Sky News further reports that Islamic terrorist propaganda on Ali’s phone was presented to jurors, including texts urging people to “kill them as they kill us” and calls to “wage jihad himself with the resources available to him—knives, guns, explosives to kill the crusaders and other disbelievers.” “#IslamicState” was also a frequent hashtag of Mr. Ali’s messages on Telegram, as well as images about ways to support Jihad by “praying to Allah to award you with martyrdom.”
As part of their efforts to highlight the lucid, self-conscious, and premeditated nature of Mr. Ali’s act, prosecutors also presented CCTV footage of the defendant’s journey from North London to Leigh-on-Sea where the suspected murder was committed. Mr. Ali, the Old Bailey court heard, had duped Sir David into meeting him at his surgery by pretending to live within the MP’s constituency.
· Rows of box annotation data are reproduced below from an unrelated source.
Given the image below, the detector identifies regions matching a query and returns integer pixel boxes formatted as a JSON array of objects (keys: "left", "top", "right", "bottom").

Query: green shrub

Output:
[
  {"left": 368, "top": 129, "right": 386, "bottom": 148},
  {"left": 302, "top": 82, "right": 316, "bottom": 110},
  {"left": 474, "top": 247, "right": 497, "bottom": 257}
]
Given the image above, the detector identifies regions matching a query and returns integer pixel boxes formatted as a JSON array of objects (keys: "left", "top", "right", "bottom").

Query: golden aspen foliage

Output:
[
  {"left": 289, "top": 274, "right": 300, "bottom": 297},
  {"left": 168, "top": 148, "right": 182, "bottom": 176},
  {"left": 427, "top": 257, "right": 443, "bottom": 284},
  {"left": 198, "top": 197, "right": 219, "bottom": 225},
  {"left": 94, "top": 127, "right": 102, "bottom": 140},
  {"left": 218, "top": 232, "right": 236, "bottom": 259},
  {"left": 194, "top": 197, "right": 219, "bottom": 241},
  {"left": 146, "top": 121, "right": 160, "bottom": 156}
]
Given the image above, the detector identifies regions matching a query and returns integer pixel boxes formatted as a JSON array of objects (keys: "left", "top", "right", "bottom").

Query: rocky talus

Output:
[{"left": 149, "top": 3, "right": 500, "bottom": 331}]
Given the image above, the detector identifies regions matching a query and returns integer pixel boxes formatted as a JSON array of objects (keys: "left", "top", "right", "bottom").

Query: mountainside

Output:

On Friday, March 25th, the jury was shown videos of Mr. Ali’s interactions with authorities immediately following Sir David’s death. The defendant can be seen bluntly informing the custody officer, for example, that his motivation was “terror” with a “religious” basis. The police interview shows him re-emphasising this fact, saying “I killed an MP” and that “the nature of the crime is terror.” Mr. Ali is also on record admitting, as the prosecution claims, that he had organized and then “bottled” attempts to commit terror in the past: “I’ll be honest with you, there’s been a lot of times where I’ve gone out in my head with a plan to do something. And then I would come back home.”
The prosecution has urged the jury to reject any idea that Mr. Ali’s mental health might be offered as a mitigating factor in his defence. In his third filmed interview with officers, the suspect even told questioners that he believes himself to be “sane.” The defendant’s legal representatives are yet to make their case before court. The trial recommenced on Monday, March 28th.